Вернулся он не сразу, сел обратно и положил кулак на стол, а когда раскрыл, на широкой мужицкой ладони лежало нежное кольцо с небольшим камушком, которое тупой ублюдок Отто когда-то обронил в спаленке Юли, с колокольчиками на стене.
Очки Самуила Яковлевича взблеснули и вскинулись на лоб, поверх густых бровей, довольно седоватых. Он стиснул веки с крайней напряжённостью и проговорил:
– Не может быть! Позвольте…
Пальцы, с каёмкой «траура по кошке» под ногтями, чётко сняли украшение с ладони:
– Так я вам так скажу, что эта вещь дороже… и намного.

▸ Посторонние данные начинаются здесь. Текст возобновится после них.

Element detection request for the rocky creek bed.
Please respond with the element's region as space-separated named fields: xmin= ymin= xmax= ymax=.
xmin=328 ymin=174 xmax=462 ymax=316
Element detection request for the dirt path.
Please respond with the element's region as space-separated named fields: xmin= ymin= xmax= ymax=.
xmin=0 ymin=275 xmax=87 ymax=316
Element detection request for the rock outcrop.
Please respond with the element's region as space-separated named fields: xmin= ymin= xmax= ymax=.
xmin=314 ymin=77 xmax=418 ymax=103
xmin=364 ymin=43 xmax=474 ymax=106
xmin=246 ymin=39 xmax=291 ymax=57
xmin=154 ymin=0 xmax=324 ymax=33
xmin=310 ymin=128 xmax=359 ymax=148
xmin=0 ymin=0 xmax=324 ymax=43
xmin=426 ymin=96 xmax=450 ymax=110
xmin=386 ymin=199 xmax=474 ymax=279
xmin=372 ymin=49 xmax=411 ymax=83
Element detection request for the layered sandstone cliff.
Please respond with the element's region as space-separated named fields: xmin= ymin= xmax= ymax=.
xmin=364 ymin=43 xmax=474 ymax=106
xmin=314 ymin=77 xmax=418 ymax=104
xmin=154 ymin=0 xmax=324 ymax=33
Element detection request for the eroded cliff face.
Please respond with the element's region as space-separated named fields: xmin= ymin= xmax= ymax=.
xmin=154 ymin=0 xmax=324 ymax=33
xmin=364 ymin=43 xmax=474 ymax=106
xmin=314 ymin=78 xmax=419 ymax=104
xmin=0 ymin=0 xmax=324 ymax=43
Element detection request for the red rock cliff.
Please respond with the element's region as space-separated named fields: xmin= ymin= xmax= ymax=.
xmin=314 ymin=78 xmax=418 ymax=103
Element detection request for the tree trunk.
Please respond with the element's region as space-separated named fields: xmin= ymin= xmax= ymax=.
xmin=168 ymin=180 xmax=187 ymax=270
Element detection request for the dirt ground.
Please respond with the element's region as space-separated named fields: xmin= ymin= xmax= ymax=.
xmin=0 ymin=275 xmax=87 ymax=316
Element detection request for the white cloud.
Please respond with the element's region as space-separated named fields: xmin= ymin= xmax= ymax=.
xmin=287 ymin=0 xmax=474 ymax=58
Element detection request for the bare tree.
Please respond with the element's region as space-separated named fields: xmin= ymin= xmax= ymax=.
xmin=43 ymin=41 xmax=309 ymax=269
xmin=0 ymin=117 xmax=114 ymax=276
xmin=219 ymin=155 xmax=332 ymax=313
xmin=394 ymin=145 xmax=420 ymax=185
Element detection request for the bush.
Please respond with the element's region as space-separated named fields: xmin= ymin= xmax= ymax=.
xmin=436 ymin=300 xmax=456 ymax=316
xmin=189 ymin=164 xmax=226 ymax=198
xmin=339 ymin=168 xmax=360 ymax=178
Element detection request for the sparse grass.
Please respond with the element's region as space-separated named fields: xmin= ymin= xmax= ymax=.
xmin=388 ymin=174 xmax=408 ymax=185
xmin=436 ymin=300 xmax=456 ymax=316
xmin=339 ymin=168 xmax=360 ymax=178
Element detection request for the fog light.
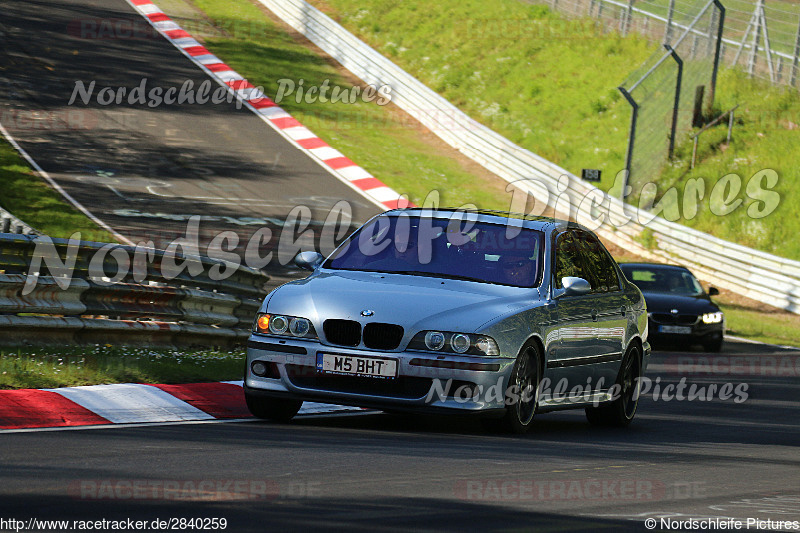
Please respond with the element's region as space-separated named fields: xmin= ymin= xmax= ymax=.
xmin=250 ymin=361 xmax=267 ymax=378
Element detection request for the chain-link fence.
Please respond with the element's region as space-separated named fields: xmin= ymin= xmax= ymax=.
xmin=528 ymin=0 xmax=800 ymax=88
xmin=619 ymin=0 xmax=725 ymax=193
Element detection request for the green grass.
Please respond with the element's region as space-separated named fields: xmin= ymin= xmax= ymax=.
xmin=0 ymin=345 xmax=245 ymax=389
xmin=0 ymin=138 xmax=116 ymax=242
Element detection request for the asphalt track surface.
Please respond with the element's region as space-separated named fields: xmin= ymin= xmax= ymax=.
xmin=0 ymin=0 xmax=380 ymax=282
xmin=0 ymin=341 xmax=800 ymax=531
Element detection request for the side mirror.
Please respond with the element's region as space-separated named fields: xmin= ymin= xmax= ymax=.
xmin=561 ymin=276 xmax=592 ymax=296
xmin=294 ymin=252 xmax=325 ymax=271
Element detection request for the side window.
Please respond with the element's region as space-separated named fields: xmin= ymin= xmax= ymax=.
xmin=555 ymin=231 xmax=592 ymax=288
xmin=580 ymin=232 xmax=619 ymax=292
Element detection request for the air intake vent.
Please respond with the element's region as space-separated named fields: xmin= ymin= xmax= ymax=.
xmin=322 ymin=318 xmax=361 ymax=346
xmin=364 ymin=322 xmax=403 ymax=350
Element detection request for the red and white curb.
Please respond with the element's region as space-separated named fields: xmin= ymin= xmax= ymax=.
xmin=127 ymin=0 xmax=412 ymax=209
xmin=0 ymin=381 xmax=362 ymax=433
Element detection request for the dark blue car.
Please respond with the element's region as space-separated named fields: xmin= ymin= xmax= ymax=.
xmin=620 ymin=263 xmax=725 ymax=352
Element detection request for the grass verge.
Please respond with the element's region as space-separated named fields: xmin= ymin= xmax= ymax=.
xmin=0 ymin=345 xmax=245 ymax=389
xmin=0 ymin=138 xmax=116 ymax=242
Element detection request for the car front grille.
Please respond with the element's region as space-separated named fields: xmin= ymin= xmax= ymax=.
xmin=286 ymin=365 xmax=433 ymax=400
xmin=322 ymin=318 xmax=404 ymax=350
xmin=364 ymin=322 xmax=403 ymax=350
xmin=652 ymin=313 xmax=697 ymax=326
xmin=322 ymin=318 xmax=361 ymax=346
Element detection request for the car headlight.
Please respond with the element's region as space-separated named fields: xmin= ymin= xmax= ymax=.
xmin=408 ymin=331 xmax=500 ymax=355
xmin=703 ymin=311 xmax=723 ymax=324
xmin=253 ymin=313 xmax=317 ymax=339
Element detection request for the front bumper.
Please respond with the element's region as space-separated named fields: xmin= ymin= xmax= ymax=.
xmin=244 ymin=334 xmax=514 ymax=415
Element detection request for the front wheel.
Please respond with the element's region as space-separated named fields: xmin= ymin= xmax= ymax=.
xmin=244 ymin=393 xmax=303 ymax=422
xmin=502 ymin=345 xmax=542 ymax=434
xmin=586 ymin=346 xmax=642 ymax=427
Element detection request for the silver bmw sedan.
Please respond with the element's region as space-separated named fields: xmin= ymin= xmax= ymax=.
xmin=244 ymin=208 xmax=650 ymax=433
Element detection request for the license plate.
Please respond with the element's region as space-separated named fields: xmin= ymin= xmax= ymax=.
xmin=658 ymin=326 xmax=692 ymax=335
xmin=317 ymin=353 xmax=397 ymax=379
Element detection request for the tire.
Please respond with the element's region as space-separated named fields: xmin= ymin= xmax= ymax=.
xmin=244 ymin=394 xmax=303 ymax=422
xmin=497 ymin=344 xmax=542 ymax=435
xmin=586 ymin=345 xmax=642 ymax=427
xmin=703 ymin=337 xmax=725 ymax=353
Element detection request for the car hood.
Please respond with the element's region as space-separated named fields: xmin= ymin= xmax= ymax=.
xmin=642 ymin=291 xmax=719 ymax=315
xmin=268 ymin=271 xmax=539 ymax=332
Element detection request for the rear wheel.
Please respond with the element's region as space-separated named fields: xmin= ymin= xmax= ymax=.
xmin=244 ymin=394 xmax=303 ymax=422
xmin=586 ymin=345 xmax=642 ymax=427
xmin=501 ymin=345 xmax=542 ymax=434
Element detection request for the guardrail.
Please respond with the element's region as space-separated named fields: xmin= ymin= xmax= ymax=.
xmin=259 ymin=0 xmax=800 ymax=313
xmin=0 ymin=233 xmax=269 ymax=346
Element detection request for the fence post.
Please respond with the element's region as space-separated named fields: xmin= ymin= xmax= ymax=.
xmin=761 ymin=0 xmax=775 ymax=83
xmin=664 ymin=44 xmax=683 ymax=159
xmin=617 ymin=86 xmax=639 ymax=196
xmin=692 ymin=85 xmax=706 ymax=128
xmin=664 ymin=0 xmax=675 ymax=44
xmin=789 ymin=17 xmax=800 ymax=86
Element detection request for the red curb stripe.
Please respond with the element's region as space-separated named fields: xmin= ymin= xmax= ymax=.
xmin=325 ymin=157 xmax=360 ymax=169
xmin=272 ymin=117 xmax=302 ymax=130
xmin=206 ymin=63 xmax=233 ymax=72
xmin=226 ymin=80 xmax=256 ymax=91
xmin=0 ymin=389 xmax=111 ymax=429
xmin=350 ymin=178 xmax=385 ymax=191
xmin=297 ymin=137 xmax=328 ymax=150
xmin=164 ymin=30 xmax=191 ymax=39
xmin=147 ymin=13 xmax=170 ymax=22
xmin=247 ymin=97 xmax=277 ymax=109
xmin=183 ymin=46 xmax=211 ymax=56
xmin=153 ymin=383 xmax=253 ymax=418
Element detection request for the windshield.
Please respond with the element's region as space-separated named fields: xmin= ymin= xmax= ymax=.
xmin=621 ymin=265 xmax=703 ymax=296
xmin=324 ymin=214 xmax=543 ymax=287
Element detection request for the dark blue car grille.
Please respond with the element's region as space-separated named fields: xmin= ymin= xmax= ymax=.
xmin=652 ymin=313 xmax=697 ymax=326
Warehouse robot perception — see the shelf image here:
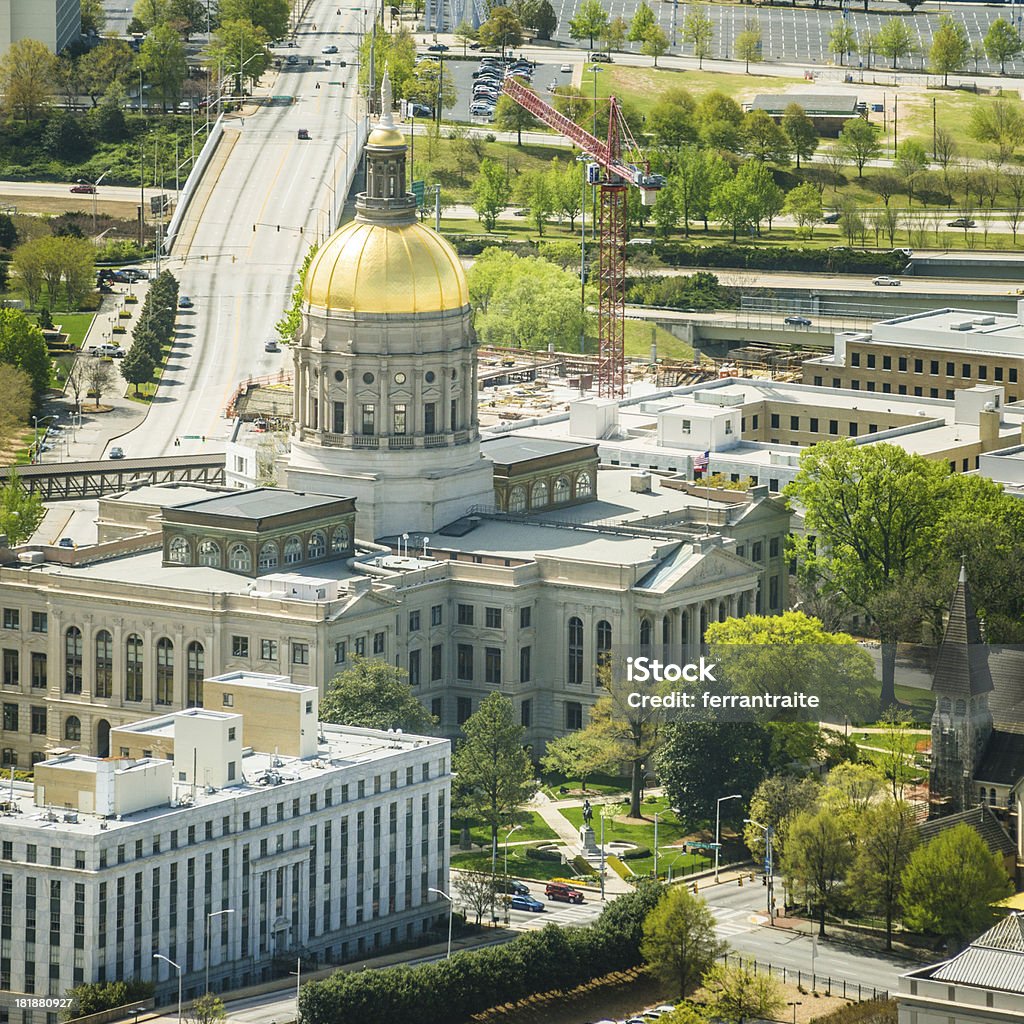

– Если вас не затруднит, займитесь обращением товара в деньги, я знаю, что моего сослуживца вы не обидите… на исполнение шедевра пары дней достаточно?
– Вполне конечно да таки.
– Вот и чудесно. Да, кстати, вполне компетентные товарищи обнаружили нынешнее местопребывание небезысвестного капо из Саласпилса. Можете передать своим родственникам, что не позднее будущей недели, их пригласят для опознания и… завершающих формальностей.
Лицо художника странно исказилось, прикусив дрожь нижней губы, он прервал непонятный звук, заклокотавший было в его горле.
Антон Григорьевич кивнул и, не дожидаясь ответа, добавил:
– На чём и объявляю обсуждение закрытым.
Склонившись вбок, он катнул из-под стола тележку на четырёх колёсиках и тут же остановил, чтобы сноровисто опустить на неё своё укорочённое тело без ног. Подбородок бритой головы оказался вровень со столешницей.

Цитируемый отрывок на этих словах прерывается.